Zombie Book Review: Rise of the Hordeon January 8, 2013 at 12:00 am
We love zombie stories. We love road trip stories. Devan Sagliani combines the best of both genres in Zombie Attack: Rise of the Horde. Simply, during the zombie apocalypse, Xander and Benji hit the road for the base where Xander’s military brother has been assigned. Around this idea, Sagliani adds everything from herds of zombies and too-perfect safe havens to cannibals and Hollywood starlets. Like a great comic, there is something for everyone in this novel.
Let’s begin with Xander. This young man, a sixteen year-old martial arts and Katana expert, has a completely believable voice and Sagliani uses him to flawlessly describe both the characters’ current situation as well the past events that got them there. Xander is determined to find his brother and will let nothing keep him from his goal.
Benji, on the other hand, is an adorable twelve year-old bundle of baggage that Xander gladly totes around. These two are bound by a loyalty forged by tragedy, mutual need and genuine love. To illustrate this, Sagliani often allows Xander and Benji to chit-chat with seemingly meaningless dialog that later builds into background stories. It is this dialog that fills out these two characters and the strength of their relationship. In these moments, I hear conversations between my nephew and my son. Because of this, I found Xander and Benji to be relatable and genuine characters.

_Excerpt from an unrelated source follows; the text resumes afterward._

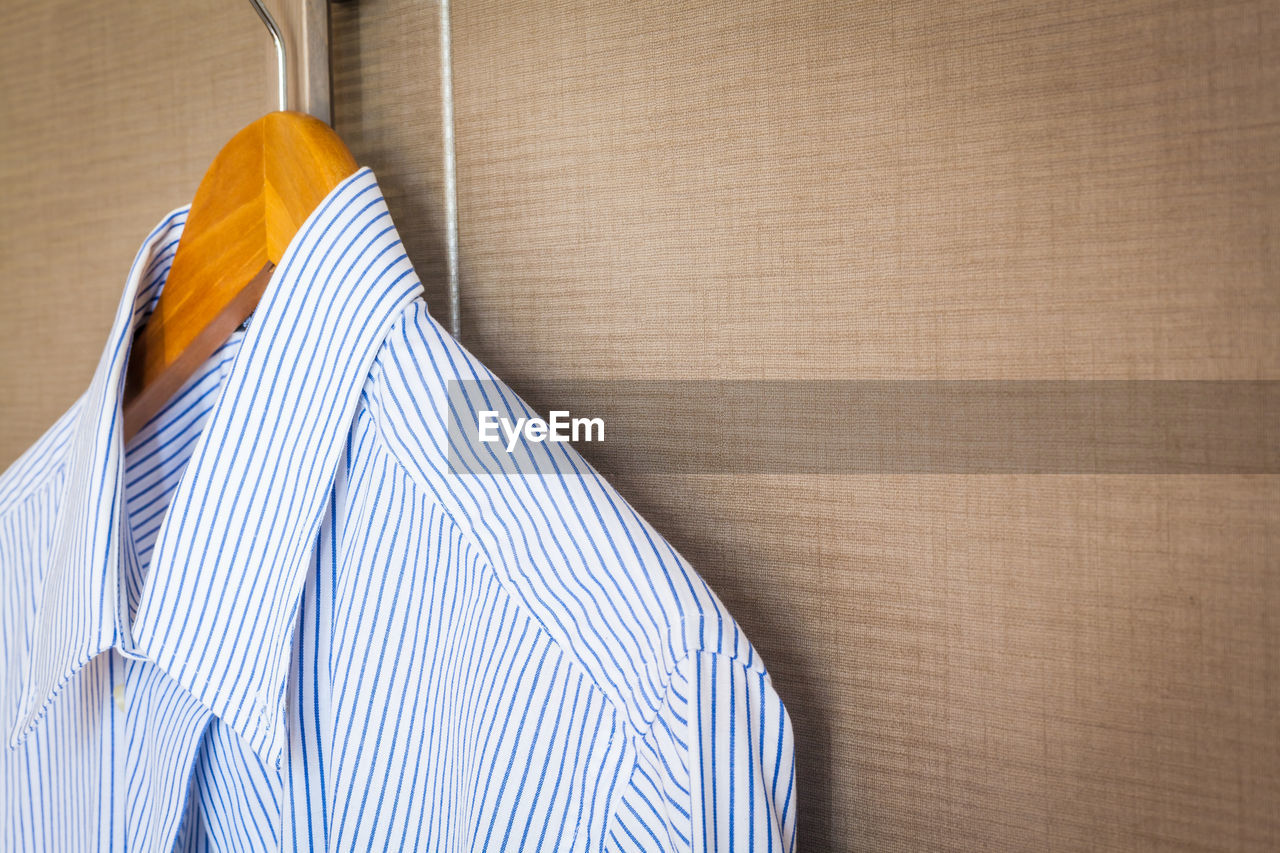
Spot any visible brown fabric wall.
[0,0,1280,850]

Did I mention that this is a road trip? Starting as a group of four, Xander leads his troop through one outrageous situation after another. Their first obstacle is John and the people of New Lompoc, a community working to regain normality. They work together peacefully to defend against an enemy biker gang called Unity. Or are they? Is John really such a great guy? Is Tank really a devoted second? Hmmmm? Better yet, how about letting that Hollywood starlet negotiate her way out of trouble? With a post-apocalyptic biker gang? While you wait? And wait until you meet cult leader Bryan Crowe; fun!

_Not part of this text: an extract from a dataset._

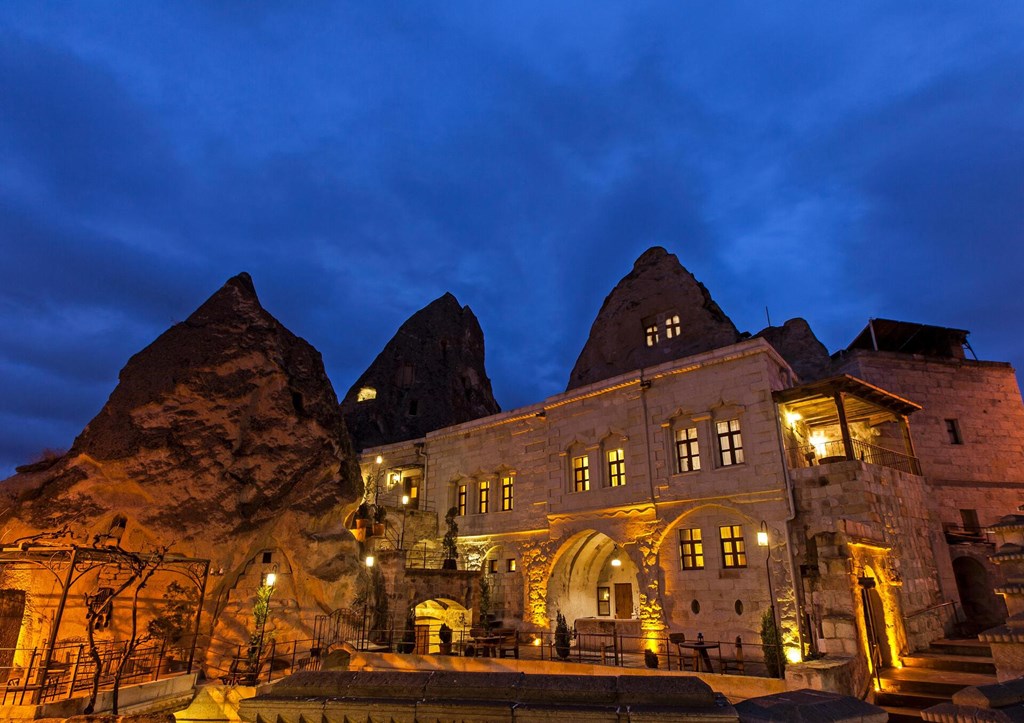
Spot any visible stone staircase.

So, just as a comic book takes no real break between story lines and action, Rise gives the reader little time to breath. Fortunately, Sagliani acknowledges the unlikelihood of so many barriers and ridiculous situations happening back to back. Literally, I read Xander asking “WTF, again?” at the same time I thought it. This speaks volumes about Sagliani’s understanding of the reader. I’m willing to suspend disbelief for just about anything but give me credit for having a brain and a limit. Thanks Devan for doing that.
Finally, what really brings this entertaining story together is Sigliani’s writing style. He turns violence into poetry. Here is his description of a Molotov cocktail:
“As the bottle hurtles toward him it spun less, the force of gravity correcting it until it right side up with the thick bottom rushing down to kiss the asphalt. The flaming rag atop the bottle merrily danced like a wild-eyed, redheaded seductress, lost in the epiphany of the impending destruction it wantonly foretold.”

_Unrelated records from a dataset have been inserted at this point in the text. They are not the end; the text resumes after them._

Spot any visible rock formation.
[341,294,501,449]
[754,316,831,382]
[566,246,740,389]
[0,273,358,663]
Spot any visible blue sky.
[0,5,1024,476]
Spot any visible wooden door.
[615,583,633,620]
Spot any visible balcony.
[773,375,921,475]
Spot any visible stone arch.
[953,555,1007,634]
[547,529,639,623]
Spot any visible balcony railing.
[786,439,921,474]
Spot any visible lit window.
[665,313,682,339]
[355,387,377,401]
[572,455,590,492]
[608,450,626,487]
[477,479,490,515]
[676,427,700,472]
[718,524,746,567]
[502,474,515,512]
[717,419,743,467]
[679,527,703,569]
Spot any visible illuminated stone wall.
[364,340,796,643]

These types of descriptions flow from the pages beautifully and present the reader with a painting of the action. Again, like a frame from a comic, you can almost feel the heat of the cocktail from the description above.
Zombie Attack: Rise of the Horde is a very entertaining read with well-rounded characters and hilarious situations. Saliani is a gifted writer and I am anxious to see what he has up next.